Não que Avatar seja um fracasso, longe disso. É inegável o nível de excelência tecnológica que Cameron conseguiu atingir para que pudesse concretizar o que sempre quis, um universo próprio, imaginado por ele mesmo. Sonhei criar um filme assim, ambientado num outro mundo, repleto de perigos e beleza, desde que era um menino que lia revistinhas de ficção científica e quadrinhos sem parar, e desenhava monstros e extraterrestres na aula de matemática, afirma o cineasta.

E esse mundo é Pandora, planeta de atmosfera hostil fora do sistema solar, fantástico pela fauna e flora deslumbrantes, e rico em um mineral raríssimo, o unobtanium, extremamente difícil de ser obtido e, por tabela, milionário. Pois uma das maiores reservas desse material fica justamente embaixo da cidade onde vivem os Navi, humanóides azuis com ar felino, rabo, olhos grandes e mais de 3 metros de altura, organizados em tribos.

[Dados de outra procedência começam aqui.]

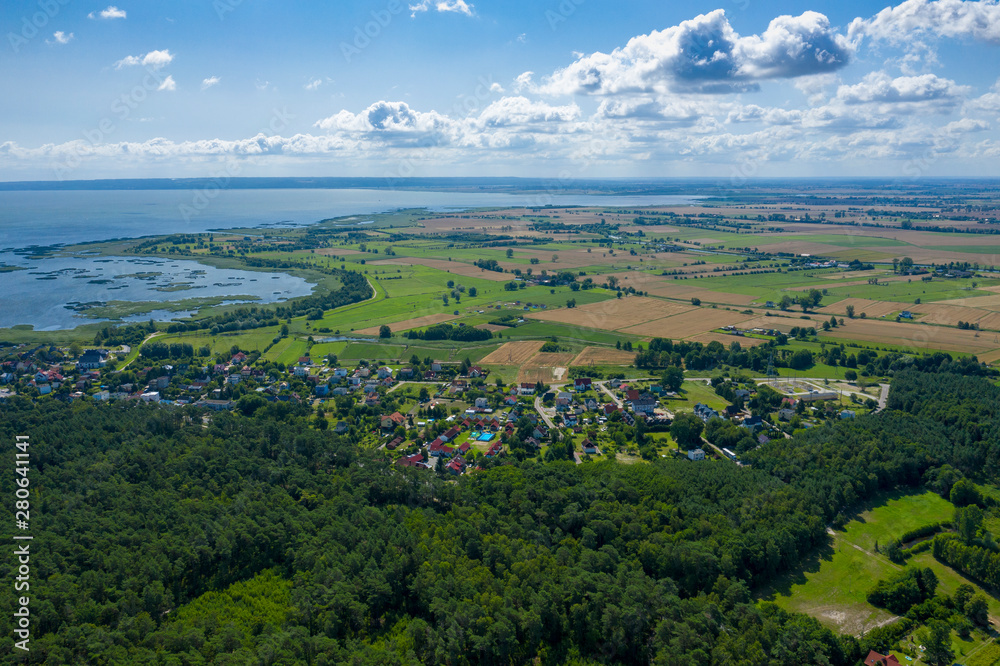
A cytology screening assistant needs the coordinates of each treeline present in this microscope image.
[0,366,1000,666]
[0,399,863,666]
[141,340,198,360]
[404,324,493,342]
[934,534,1000,590]
[868,567,938,615]
[157,268,374,335]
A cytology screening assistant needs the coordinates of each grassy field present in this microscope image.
[663,381,729,412]
[760,491,1000,640]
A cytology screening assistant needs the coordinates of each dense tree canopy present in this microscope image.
[0,371,1000,665]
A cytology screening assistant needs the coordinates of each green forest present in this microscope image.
[0,366,1000,665]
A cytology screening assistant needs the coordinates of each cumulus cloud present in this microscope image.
[45,30,73,44]
[314,101,457,146]
[410,0,475,16]
[87,5,125,19]
[532,9,853,95]
[115,49,174,70]
[478,97,580,127]
[837,72,969,109]
[848,0,1000,44]
[595,97,709,126]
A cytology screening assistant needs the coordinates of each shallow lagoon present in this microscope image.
[0,255,313,331]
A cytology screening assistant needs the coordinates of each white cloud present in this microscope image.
[45,30,74,44]
[87,5,125,19]
[837,72,969,109]
[532,9,853,95]
[848,0,1000,44]
[115,49,174,70]
[596,97,711,126]
[315,101,458,146]
[478,97,580,127]
[410,0,475,16]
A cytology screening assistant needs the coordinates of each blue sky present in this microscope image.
[0,0,1000,180]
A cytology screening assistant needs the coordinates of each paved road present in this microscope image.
[115,331,163,373]
[595,382,622,407]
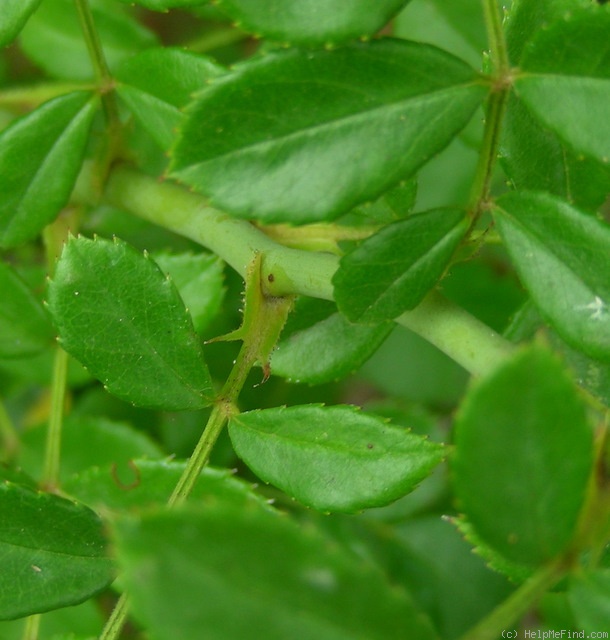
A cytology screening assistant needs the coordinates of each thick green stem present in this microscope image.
[461,561,565,640]
[396,292,514,375]
[41,346,68,491]
[0,400,19,461]
[74,166,512,375]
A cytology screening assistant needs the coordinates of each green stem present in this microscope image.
[21,613,40,640]
[74,0,119,127]
[74,0,122,196]
[0,400,19,461]
[99,593,129,640]
[396,292,514,375]
[469,0,511,219]
[461,561,565,640]
[74,165,513,375]
[167,342,254,507]
[41,346,68,491]
[483,0,510,77]
[468,87,508,218]
[100,254,292,640]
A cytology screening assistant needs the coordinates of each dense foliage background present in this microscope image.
[0,0,610,640]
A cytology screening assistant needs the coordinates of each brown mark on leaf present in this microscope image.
[110,460,141,491]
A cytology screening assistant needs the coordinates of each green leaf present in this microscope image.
[0,91,98,247]
[229,405,444,513]
[428,0,487,54]
[115,503,436,640]
[390,514,511,639]
[339,178,417,226]
[505,0,591,65]
[211,0,409,45]
[271,298,393,384]
[20,0,157,80]
[115,0,207,12]
[171,39,486,223]
[515,7,610,164]
[0,0,41,47]
[0,482,114,620]
[501,92,610,211]
[117,48,224,149]
[18,414,162,482]
[0,260,53,358]
[48,238,213,410]
[568,569,610,637]
[494,192,610,361]
[451,516,534,584]
[333,209,468,323]
[452,346,593,565]
[64,459,271,511]
[154,253,224,333]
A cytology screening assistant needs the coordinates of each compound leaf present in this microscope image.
[217,0,409,45]
[48,238,212,410]
[19,0,157,80]
[0,0,41,47]
[515,7,610,163]
[17,414,162,483]
[0,481,114,620]
[501,95,610,211]
[333,209,468,323]
[452,346,593,565]
[0,261,53,358]
[568,569,610,635]
[114,0,206,12]
[117,48,224,149]
[229,405,444,513]
[506,0,591,65]
[494,191,610,361]
[63,459,271,511]
[0,91,97,247]
[171,39,486,223]
[271,298,394,384]
[154,253,224,333]
[114,502,436,640]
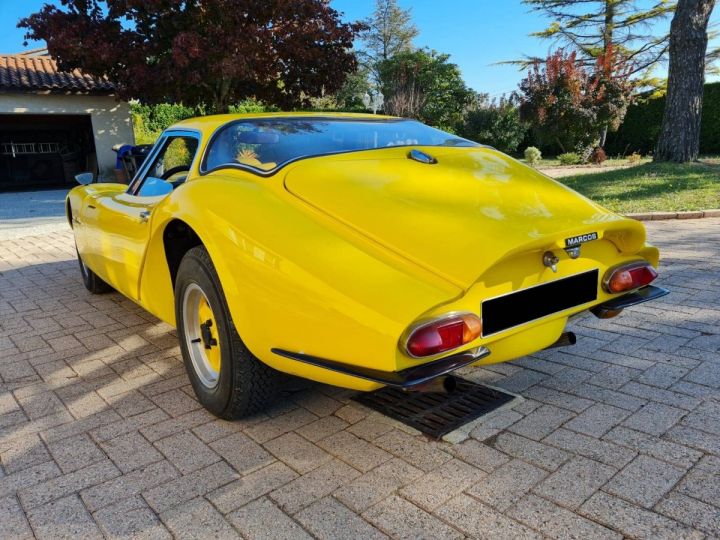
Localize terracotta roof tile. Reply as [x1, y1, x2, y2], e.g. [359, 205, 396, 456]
[0, 54, 115, 93]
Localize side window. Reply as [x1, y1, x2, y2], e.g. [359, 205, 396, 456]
[145, 136, 198, 181]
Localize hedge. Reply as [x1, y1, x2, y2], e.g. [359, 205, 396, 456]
[605, 82, 720, 155]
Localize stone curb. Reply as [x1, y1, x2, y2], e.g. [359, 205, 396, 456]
[625, 209, 720, 221]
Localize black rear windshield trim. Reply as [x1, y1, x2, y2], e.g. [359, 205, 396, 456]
[199, 116, 483, 178]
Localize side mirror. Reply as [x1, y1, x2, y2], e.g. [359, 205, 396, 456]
[75, 173, 95, 186]
[138, 176, 173, 197]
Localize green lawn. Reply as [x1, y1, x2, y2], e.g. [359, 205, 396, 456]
[558, 158, 720, 213]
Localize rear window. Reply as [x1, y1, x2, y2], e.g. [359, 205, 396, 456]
[203, 117, 478, 173]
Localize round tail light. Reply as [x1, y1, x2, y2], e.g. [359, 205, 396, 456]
[603, 262, 658, 294]
[405, 313, 482, 358]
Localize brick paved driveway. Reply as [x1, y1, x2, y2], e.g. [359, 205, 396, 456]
[0, 219, 720, 539]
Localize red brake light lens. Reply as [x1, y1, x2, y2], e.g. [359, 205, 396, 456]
[405, 313, 482, 357]
[603, 263, 657, 293]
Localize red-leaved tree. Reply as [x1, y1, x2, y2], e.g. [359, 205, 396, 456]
[520, 48, 635, 159]
[18, 0, 362, 112]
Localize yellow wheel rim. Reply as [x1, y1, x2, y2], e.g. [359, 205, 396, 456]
[182, 283, 222, 388]
[198, 295, 222, 373]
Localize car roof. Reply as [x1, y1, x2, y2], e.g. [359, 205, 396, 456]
[170, 111, 400, 133]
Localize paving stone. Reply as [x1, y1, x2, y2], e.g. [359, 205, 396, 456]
[452, 439, 510, 472]
[18, 459, 120, 508]
[80, 461, 180, 512]
[542, 428, 637, 467]
[363, 495, 463, 539]
[623, 402, 686, 436]
[563, 403, 628, 437]
[264, 433, 333, 474]
[140, 409, 215, 442]
[192, 418, 241, 443]
[523, 385, 594, 413]
[637, 364, 688, 388]
[0, 433, 52, 473]
[374, 430, 452, 471]
[600, 426, 702, 469]
[93, 497, 172, 540]
[0, 497, 35, 540]
[245, 409, 318, 443]
[683, 398, 720, 435]
[161, 499, 239, 540]
[210, 433, 275, 474]
[508, 405, 575, 441]
[48, 434, 107, 474]
[434, 495, 542, 540]
[155, 431, 220, 474]
[580, 491, 704, 540]
[270, 460, 360, 514]
[677, 466, 720, 506]
[465, 459, 548, 512]
[655, 493, 720, 538]
[399, 459, 486, 512]
[663, 425, 720, 455]
[295, 416, 350, 442]
[295, 497, 387, 540]
[489, 432, 570, 471]
[317, 431, 392, 472]
[206, 461, 298, 514]
[470, 409, 523, 441]
[348, 414, 393, 441]
[143, 461, 238, 513]
[533, 457, 617, 509]
[334, 458, 423, 512]
[508, 495, 623, 540]
[100, 431, 163, 473]
[27, 495, 103, 540]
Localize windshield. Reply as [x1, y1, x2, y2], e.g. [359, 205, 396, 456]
[203, 117, 479, 172]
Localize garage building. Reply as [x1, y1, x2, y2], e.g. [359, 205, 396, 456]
[0, 49, 134, 191]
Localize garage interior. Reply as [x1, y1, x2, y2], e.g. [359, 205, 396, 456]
[0, 114, 98, 191]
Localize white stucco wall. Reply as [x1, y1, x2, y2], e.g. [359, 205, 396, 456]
[0, 93, 135, 178]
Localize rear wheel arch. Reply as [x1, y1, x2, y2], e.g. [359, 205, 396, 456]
[163, 219, 207, 288]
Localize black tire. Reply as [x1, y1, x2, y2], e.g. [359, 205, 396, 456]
[75, 248, 114, 294]
[175, 246, 278, 420]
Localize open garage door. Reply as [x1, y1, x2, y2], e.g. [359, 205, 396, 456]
[0, 114, 97, 191]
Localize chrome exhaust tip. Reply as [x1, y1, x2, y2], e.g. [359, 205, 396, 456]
[406, 375, 457, 394]
[545, 332, 577, 349]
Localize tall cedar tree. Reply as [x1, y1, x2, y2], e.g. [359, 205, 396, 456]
[653, 0, 715, 163]
[18, 0, 363, 112]
[523, 0, 675, 78]
[360, 0, 418, 64]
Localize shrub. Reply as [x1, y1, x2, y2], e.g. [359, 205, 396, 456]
[460, 100, 527, 154]
[558, 152, 582, 165]
[590, 146, 607, 165]
[525, 146, 542, 165]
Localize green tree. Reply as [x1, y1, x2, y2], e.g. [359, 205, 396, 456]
[459, 95, 528, 154]
[378, 50, 473, 132]
[523, 0, 675, 82]
[653, 0, 715, 163]
[360, 0, 418, 65]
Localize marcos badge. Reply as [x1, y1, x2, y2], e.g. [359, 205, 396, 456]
[565, 233, 598, 247]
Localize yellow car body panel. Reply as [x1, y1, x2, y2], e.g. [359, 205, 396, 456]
[68, 113, 658, 390]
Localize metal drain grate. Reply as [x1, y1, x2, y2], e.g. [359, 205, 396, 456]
[353, 378, 515, 439]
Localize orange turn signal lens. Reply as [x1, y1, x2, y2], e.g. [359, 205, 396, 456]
[603, 262, 658, 294]
[405, 313, 482, 358]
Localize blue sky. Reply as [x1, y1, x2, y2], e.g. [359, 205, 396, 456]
[0, 0, 720, 96]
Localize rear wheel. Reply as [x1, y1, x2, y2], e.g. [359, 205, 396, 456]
[175, 246, 277, 419]
[75, 248, 113, 294]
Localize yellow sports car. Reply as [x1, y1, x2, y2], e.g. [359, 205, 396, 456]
[67, 113, 667, 418]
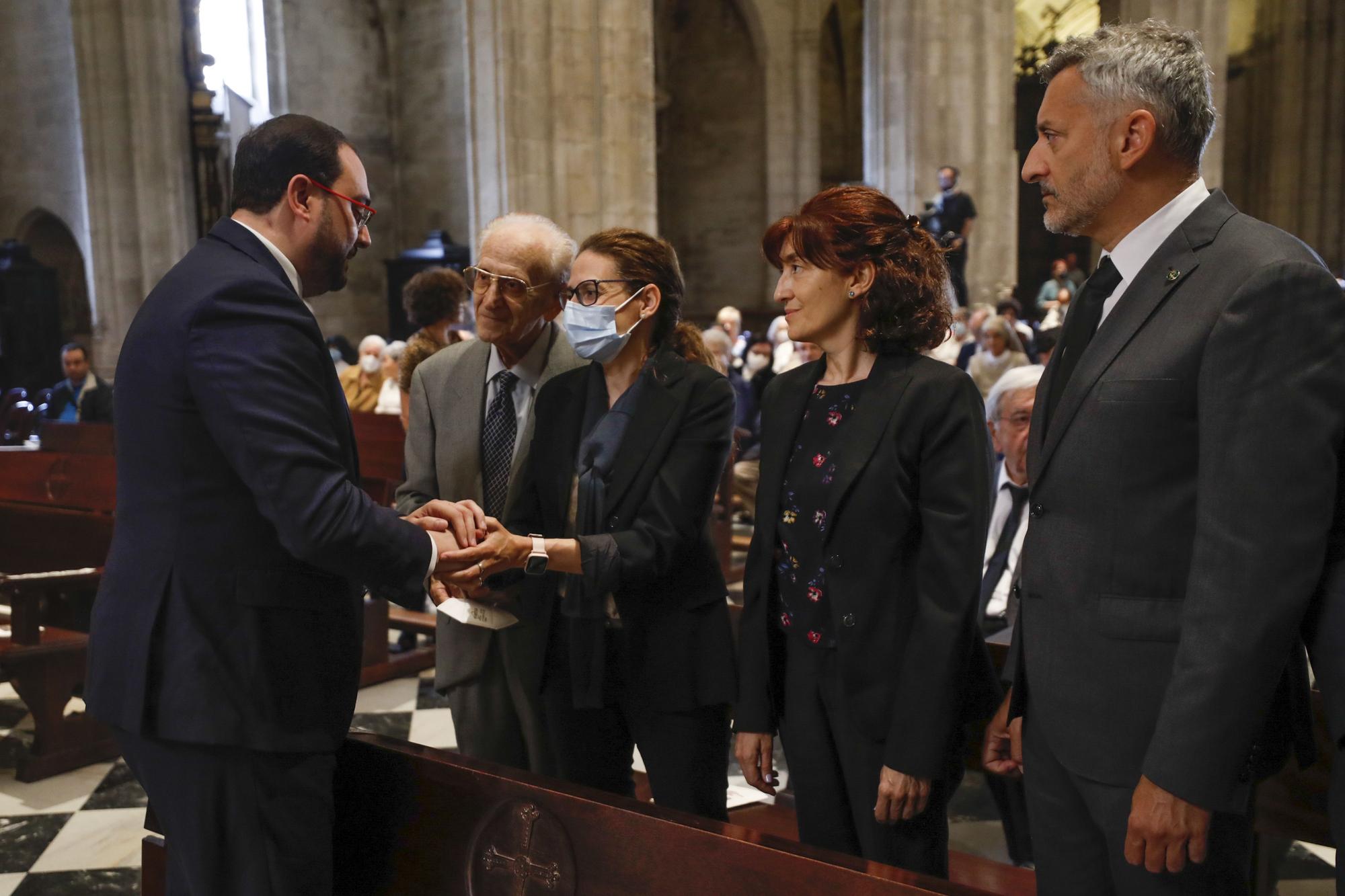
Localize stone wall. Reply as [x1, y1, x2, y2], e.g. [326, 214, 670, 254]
[655, 0, 767, 319]
[1220, 0, 1345, 276]
[0, 0, 97, 339]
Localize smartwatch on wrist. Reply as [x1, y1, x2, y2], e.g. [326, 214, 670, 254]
[523, 534, 547, 576]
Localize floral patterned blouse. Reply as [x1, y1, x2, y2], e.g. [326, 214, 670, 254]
[775, 379, 865, 647]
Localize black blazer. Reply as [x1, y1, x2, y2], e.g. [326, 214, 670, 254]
[508, 348, 736, 712]
[736, 352, 999, 778]
[1013, 191, 1345, 811]
[85, 219, 432, 751]
[46, 370, 113, 422]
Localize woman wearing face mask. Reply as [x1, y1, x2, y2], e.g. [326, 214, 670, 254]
[448, 229, 736, 821]
[967, 316, 1032, 398]
[734, 187, 997, 876]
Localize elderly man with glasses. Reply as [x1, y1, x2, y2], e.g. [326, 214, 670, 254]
[397, 214, 584, 774]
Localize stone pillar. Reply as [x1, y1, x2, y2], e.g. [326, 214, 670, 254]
[1220, 0, 1345, 276]
[757, 0, 827, 219]
[71, 0, 195, 375]
[463, 0, 658, 239]
[1100, 0, 1229, 188]
[0, 0, 93, 311]
[863, 0, 1018, 302]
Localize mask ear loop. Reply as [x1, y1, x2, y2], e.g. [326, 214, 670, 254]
[612, 284, 652, 339]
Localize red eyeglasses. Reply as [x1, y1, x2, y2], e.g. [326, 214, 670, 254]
[305, 175, 378, 230]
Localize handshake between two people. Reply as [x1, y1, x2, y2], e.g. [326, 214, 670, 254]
[402, 499, 531, 606]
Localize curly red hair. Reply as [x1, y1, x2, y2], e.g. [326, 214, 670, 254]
[761, 187, 952, 352]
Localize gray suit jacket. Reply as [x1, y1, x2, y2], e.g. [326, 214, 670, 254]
[397, 321, 586, 690]
[1013, 191, 1345, 811]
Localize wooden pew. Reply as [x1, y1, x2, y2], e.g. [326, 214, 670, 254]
[141, 735, 1032, 896]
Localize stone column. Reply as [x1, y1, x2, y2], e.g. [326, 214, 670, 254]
[0, 0, 93, 311]
[1100, 0, 1229, 188]
[759, 0, 827, 219]
[1220, 0, 1345, 276]
[863, 0, 1018, 301]
[464, 0, 658, 239]
[71, 0, 195, 374]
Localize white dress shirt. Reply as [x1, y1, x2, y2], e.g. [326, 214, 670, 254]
[1098, 177, 1209, 327]
[231, 218, 304, 296]
[482, 327, 551, 458]
[981, 464, 1028, 616]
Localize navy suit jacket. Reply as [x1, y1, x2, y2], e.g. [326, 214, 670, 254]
[86, 219, 430, 751]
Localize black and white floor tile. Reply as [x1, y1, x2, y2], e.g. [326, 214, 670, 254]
[0, 661, 1334, 896]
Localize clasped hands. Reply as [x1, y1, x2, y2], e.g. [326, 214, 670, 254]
[402, 499, 531, 604]
[981, 690, 1210, 874]
[733, 732, 933, 825]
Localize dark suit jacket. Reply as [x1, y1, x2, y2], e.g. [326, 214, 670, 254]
[736, 354, 998, 778]
[508, 348, 736, 712]
[46, 370, 113, 422]
[1013, 192, 1345, 811]
[86, 219, 432, 751]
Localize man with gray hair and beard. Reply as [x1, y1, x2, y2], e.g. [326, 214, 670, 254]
[397, 212, 584, 774]
[985, 20, 1345, 896]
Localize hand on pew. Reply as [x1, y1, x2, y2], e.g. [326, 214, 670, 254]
[873, 766, 933, 825]
[981, 688, 1022, 778]
[733, 732, 780, 797]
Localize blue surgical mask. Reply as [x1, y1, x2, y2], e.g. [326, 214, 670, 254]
[564, 284, 648, 364]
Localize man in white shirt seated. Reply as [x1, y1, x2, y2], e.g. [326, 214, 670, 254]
[981, 364, 1045, 866]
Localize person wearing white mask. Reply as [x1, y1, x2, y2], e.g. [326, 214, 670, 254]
[339, 333, 387, 411]
[445, 227, 737, 821]
[374, 339, 406, 415]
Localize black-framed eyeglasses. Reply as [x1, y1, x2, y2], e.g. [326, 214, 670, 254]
[561, 277, 644, 305]
[463, 265, 555, 301]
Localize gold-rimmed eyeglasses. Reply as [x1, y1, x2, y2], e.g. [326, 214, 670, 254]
[463, 265, 555, 301]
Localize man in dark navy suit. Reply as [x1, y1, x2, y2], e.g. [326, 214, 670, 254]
[86, 116, 475, 895]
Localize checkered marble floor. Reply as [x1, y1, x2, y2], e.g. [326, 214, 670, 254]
[0, 671, 1334, 896]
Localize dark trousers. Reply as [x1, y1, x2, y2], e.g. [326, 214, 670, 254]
[542, 630, 729, 821]
[445, 634, 555, 775]
[986, 772, 1033, 865]
[943, 245, 967, 308]
[1024, 713, 1252, 896]
[1330, 744, 1345, 896]
[780, 638, 962, 877]
[116, 731, 336, 896]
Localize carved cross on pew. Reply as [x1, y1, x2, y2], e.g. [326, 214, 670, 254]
[482, 803, 561, 896]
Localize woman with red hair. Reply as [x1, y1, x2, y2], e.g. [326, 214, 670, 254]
[734, 187, 998, 876]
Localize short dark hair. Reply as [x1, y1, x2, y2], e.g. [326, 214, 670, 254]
[230, 114, 354, 215]
[402, 268, 467, 333]
[761, 187, 952, 354]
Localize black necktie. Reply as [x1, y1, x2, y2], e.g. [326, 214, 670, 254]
[1042, 255, 1120, 434]
[482, 370, 518, 518]
[981, 482, 1028, 614]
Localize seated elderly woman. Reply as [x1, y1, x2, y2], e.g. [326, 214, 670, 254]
[967, 316, 1032, 398]
[338, 333, 387, 411]
[374, 339, 406, 415]
[445, 229, 736, 821]
[734, 187, 997, 874]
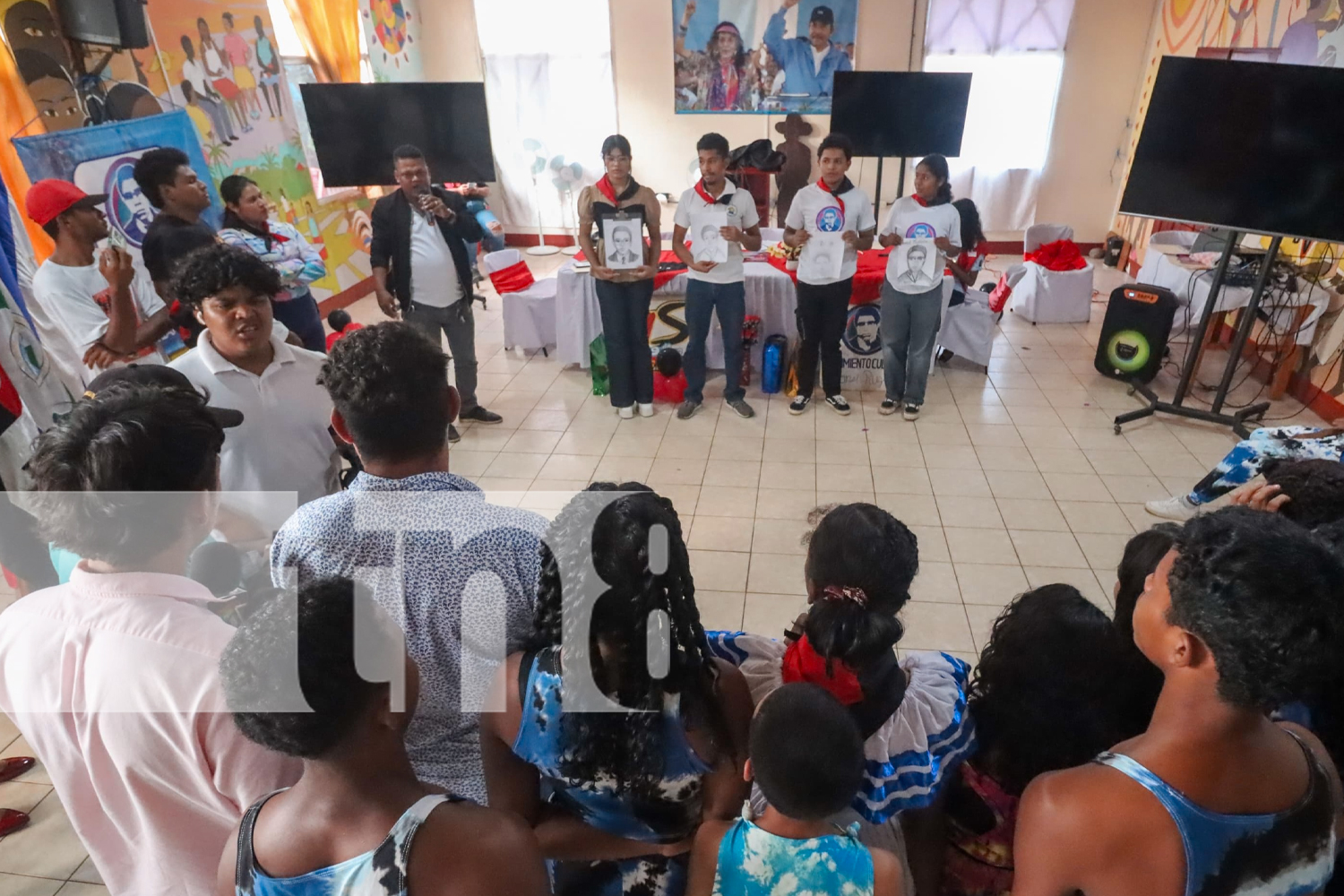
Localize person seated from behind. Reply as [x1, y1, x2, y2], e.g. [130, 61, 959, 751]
[1231, 458, 1344, 530]
[940, 584, 1148, 896]
[480, 482, 752, 896]
[1144, 426, 1344, 521]
[1012, 508, 1344, 896]
[685, 684, 900, 896]
[215, 578, 550, 896]
[1112, 522, 1180, 734]
[327, 307, 365, 355]
[710, 504, 975, 893]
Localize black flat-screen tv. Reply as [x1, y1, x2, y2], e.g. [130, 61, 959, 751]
[300, 82, 495, 186]
[1120, 56, 1344, 242]
[831, 71, 970, 157]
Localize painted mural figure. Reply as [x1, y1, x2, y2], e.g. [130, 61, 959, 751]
[182, 35, 238, 146]
[196, 17, 252, 134]
[253, 16, 285, 119]
[220, 12, 261, 118]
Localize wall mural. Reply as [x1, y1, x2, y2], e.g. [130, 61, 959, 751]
[359, 0, 425, 82]
[0, 0, 166, 132]
[0, 0, 374, 301]
[1116, 0, 1344, 399]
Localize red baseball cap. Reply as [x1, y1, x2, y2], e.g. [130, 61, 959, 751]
[24, 177, 108, 226]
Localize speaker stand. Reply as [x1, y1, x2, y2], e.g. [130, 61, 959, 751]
[1116, 232, 1282, 439]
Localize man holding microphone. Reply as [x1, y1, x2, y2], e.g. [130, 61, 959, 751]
[370, 145, 503, 442]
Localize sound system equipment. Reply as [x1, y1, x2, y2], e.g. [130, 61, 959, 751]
[1094, 283, 1180, 383]
[56, 0, 151, 49]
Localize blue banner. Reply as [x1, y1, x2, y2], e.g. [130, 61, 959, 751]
[13, 108, 225, 236]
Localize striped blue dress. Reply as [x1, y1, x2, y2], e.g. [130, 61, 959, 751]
[707, 632, 976, 827]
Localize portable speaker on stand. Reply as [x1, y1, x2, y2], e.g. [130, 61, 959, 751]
[1093, 283, 1180, 434]
[1093, 283, 1179, 383]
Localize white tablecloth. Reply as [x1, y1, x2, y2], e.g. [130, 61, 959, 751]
[1136, 247, 1331, 345]
[556, 261, 798, 369]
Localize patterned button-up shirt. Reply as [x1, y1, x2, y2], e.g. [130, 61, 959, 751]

Ávidos por colocar as mãos nessa fonte quase inesgotável de dinheiro, os humanos do futuro ¿ a história se passa no ano 2154 ¿ espalharam minas por Pandora e tentaram de tudo para se relacionar com os Navi, inclusive criar uma escola de inglês para se aproximar dos nativos. Eles não querem saber de medicamentos, de estradas, não querem nada, lamenta o executivo interpretado por Giovanni Ribisi, em uma clara referência aos mimos oferecidos pelos colonizadores às civilizações indígenas.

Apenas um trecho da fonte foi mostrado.